Convergent evolution is something we saw maybe first in high school biology since there are easy examples of birds and bats as substantially different genetically and yet both evolved ways to fly and came to resemble each other in that way.  At first the science today seems only to confirm convergent evolution but it goes quite a bit beyond that.  (Science Daily:  New evolutionary finding: Species take different genetic paths to reach same trait)

Through a deep genetic study, this science has discovered convergent evolution is much more common than the obvious example presented in high school biology.  Even within closely-related species of birds, scientists discovered multiple different ways, genetically, of getting to the same place (i.e. dealing with more efficient hemoglobin to deal with high-altitude existence).

As to the conclusion the scientists derive from this, well, there really isn't one.

As evolution advances through time, different mutations accumulate in distinct species and settings. Natural selection applies similar pressures for species to adapt as they move to higher altitudes, for example, but the adaptation must take different genetic paths to get there.

"This is a new phenomenon that our findings have helped reveal," Storz said. His team continues to explore historical influences on genetic adaptation.

- Science Daily

What it means is therefore on you to discover, Mendel the Junior, but it looks like the topic of convergent evolution just graduated from high school and got a new lease on being interesting.

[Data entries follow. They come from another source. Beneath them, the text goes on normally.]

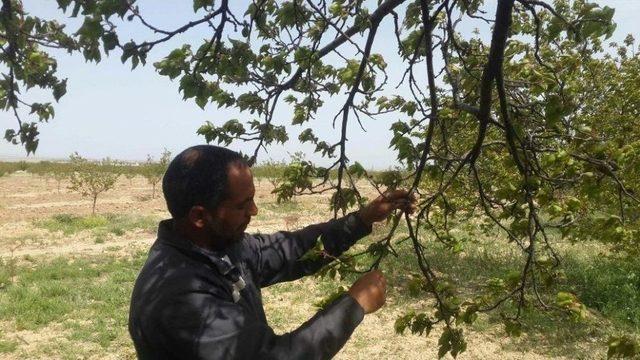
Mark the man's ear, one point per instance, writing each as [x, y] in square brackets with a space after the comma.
[197, 216]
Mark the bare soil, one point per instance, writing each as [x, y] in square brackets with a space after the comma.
[25, 198]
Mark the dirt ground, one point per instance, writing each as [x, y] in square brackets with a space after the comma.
[25, 198]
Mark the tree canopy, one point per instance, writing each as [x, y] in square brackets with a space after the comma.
[531, 133]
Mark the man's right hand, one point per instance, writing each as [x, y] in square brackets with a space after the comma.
[370, 291]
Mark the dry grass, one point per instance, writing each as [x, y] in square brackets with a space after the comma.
[57, 267]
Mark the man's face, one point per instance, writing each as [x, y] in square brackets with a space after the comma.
[229, 221]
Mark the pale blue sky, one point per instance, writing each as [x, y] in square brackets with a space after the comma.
[112, 111]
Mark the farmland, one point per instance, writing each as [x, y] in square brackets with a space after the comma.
[66, 276]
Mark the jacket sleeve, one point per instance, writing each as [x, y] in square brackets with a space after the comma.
[277, 257]
[225, 331]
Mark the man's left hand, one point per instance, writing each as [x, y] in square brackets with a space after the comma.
[380, 208]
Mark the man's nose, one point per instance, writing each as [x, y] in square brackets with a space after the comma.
[253, 209]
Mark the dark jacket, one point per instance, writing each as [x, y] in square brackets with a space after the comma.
[184, 307]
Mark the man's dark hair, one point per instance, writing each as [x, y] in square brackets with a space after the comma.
[198, 176]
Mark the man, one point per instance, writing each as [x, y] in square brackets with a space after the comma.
[198, 295]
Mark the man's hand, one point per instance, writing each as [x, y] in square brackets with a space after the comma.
[370, 291]
[383, 205]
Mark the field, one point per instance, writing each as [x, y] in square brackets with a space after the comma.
[66, 278]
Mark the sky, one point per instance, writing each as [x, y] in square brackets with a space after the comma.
[112, 111]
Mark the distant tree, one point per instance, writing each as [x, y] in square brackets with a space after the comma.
[91, 179]
[129, 172]
[532, 131]
[153, 171]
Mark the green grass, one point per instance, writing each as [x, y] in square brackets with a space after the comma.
[609, 285]
[89, 297]
[100, 225]
[61, 291]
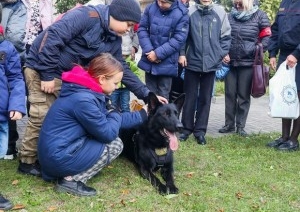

The research did go back to review the genetics of the bird progenitors but modeling with that genome confirmed the highly variable nature of bringing high-altitude tolerance to those original species.  Something which seems intuitive is birds evolved for existence in the mountains long after there were bird species just about everywhere else thus explaining why the genetic kit was not already present in them.  However, it doesn't explain why the problem was solved in so many different ways and that likely will keep Junior Mendels busy for quite some time yet.


In many ways, the Jetsons we were 'promised' as kids never showed but we got Jetsons in abundance in genetics.  My ol' Dad was such a genius in the field but I've still no doubt he would be dazzled by the research taking place now.  There's no clever sci fi extension we try to bring to this because they're already doing it.

We do have this much since this evidence shows there are many ways to solve the same problem genetically this presumably gives encouragement that creating artificial genetics to accomplish any specific thing may have many more solutions than are immediately apparent.

(Ed:  oh joy, so building a RoboCop may not be that difficult?)

Perhaps not if there are multiple ways to make one since that increases the chances of inadvertently clodding into at least one of them.  Perhaps it's not so long until RoboCop Birdman who 'floats like a butterfly but chews your face off like a high-altitude vulture.'

(Ed:  thanks.  I feel better already.)

I thought you might.  I'm sure I do.